Incredibly disappointing
I am a great fan of Ishmael and as such was shocked by the lack of content in "My Ishmael". The book is disjointed and suggests an emotionally disturbed writer. The thought provocking portion of the book could have been written in five pages. The main character challenges believability more than a talking gorilla. This 12 year old girl puts James Bond to shame. The purpose seems to be creating excitment rather than communicating thought provocing questions as in "Ishmael". The two books are so different that I question whether Daniel Quinn actually wrote this book.
The one redeeming point is his perspective on our educational system.
To summarize: The book was so lacking in content that I would never have finished it had I not read Ishmael first. To the very end I hoped that there was some purpose in the direction that the story was taking -- but I found none. I felt deceived and cheated.
In depth knowledge of anthropology necessary.
The ideas Daniel Quinn restates in My Ishmael once again color the way all of "civilization" and it's antics can be viewed.

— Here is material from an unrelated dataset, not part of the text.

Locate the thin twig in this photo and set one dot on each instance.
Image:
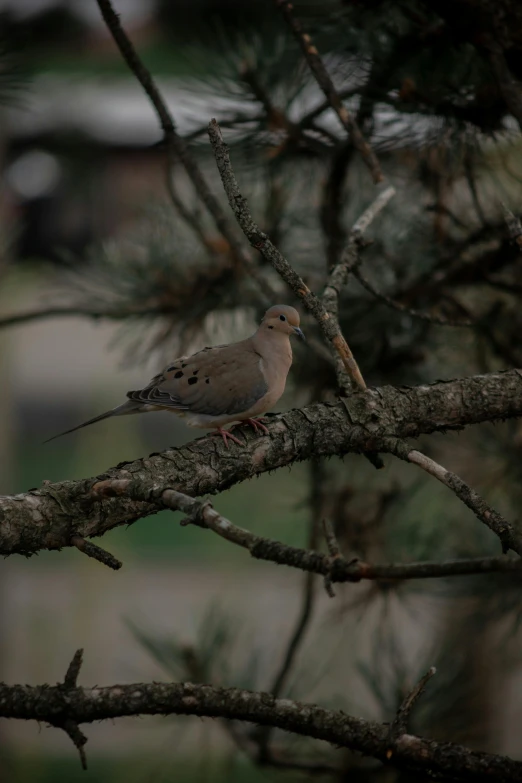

We are not the superior race we dream we are. The craving to slow down is an ancient drive to return to living within the "leaver" laws. But it is hard to substaniate Quinn's comments on ancient societies unless you have studied them extensively (there is a lot of speculation but little "fact" available.) Quinn's ideas are unique, profound and well stated in Ishmael's sequel but they could use some fleshing out. His characters are cute but give no real challenge to his philosophies. I liked the book because I like Quinn's philosophy, not because it is a literary masterpiece.